I haven't seen this from a university before, since they usually take their sweet time with academic recruitment anyway, so they usually conduct referee checks prior to offer. Nevertheless, universities have become highly corporatised, and it is not particularly surprising to see them using this mode of offer. You should look at the exact terms of your offer letter to see what you are obligated to do and what obligations the university has. (Ideally, you should have had a good look at the terms prior to signing!)

The legal status of conditional employment offers is quite a complicated field. From a purely contractual point of view, firms can make conditional offers and if you fail to meet the conditions then the stipulated outcome does not occur. However, these contracts are also impacted by employment law and principles of estoppel. In particular, in some situations where the final offer of employment does not materialise, the offering firm can be liable if a prospective employee relies on a conditional offer to their detriment, such as by quitting their existing job or moving to a new location for their expected position. Here is an introductory article about the legal status of conditional employment offers, though it pertains to the legal jurisdiction in New Jersey. Employment law differs over different jurisdictions, so if you need legal assistance understanding the implications of your offer letter, you will need to consult a lawyer in your jurisdication.

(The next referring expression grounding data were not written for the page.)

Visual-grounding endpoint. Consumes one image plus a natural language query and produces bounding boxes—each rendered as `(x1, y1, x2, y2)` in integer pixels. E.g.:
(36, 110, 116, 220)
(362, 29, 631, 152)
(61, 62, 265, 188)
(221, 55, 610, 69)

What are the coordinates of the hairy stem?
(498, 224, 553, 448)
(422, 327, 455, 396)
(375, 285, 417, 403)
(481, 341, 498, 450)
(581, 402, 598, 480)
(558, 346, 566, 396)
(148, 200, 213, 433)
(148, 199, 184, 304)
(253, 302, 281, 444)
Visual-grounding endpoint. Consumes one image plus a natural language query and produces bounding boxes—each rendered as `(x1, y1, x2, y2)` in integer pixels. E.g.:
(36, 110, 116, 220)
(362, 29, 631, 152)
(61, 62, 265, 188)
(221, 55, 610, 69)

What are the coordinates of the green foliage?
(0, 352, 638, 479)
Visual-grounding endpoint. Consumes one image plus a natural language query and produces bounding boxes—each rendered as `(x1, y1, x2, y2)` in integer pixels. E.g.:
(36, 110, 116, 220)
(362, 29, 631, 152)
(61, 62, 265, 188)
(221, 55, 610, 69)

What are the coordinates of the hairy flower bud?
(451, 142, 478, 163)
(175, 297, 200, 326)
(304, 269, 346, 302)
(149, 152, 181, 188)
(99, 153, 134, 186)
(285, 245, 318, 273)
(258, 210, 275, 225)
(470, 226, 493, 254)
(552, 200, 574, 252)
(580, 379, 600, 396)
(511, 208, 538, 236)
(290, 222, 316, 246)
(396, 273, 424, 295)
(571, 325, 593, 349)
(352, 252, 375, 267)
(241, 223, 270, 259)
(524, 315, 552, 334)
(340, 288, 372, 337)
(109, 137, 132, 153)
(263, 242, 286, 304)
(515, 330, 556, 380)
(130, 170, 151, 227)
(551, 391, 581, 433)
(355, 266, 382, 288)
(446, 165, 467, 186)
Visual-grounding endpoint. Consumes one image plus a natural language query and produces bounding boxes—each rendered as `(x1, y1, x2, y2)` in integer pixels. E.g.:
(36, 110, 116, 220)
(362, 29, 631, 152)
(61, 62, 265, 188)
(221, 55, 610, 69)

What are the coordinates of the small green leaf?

  • I've also been asked for references in connection with employment in industry (as a visiting researcher), at the time of the offer, even though the offer was not conditional in any way. As far as I know, none of the references were ever contacted. My guess is that HR requires references but the research unit considers them irrelevant for visiting researchers. Commented Sep 25, 2021 at 0:17

I have seen this before. It meant, references were a formality. Basically, the offer stands as log as your referees don't tell something horrible about you.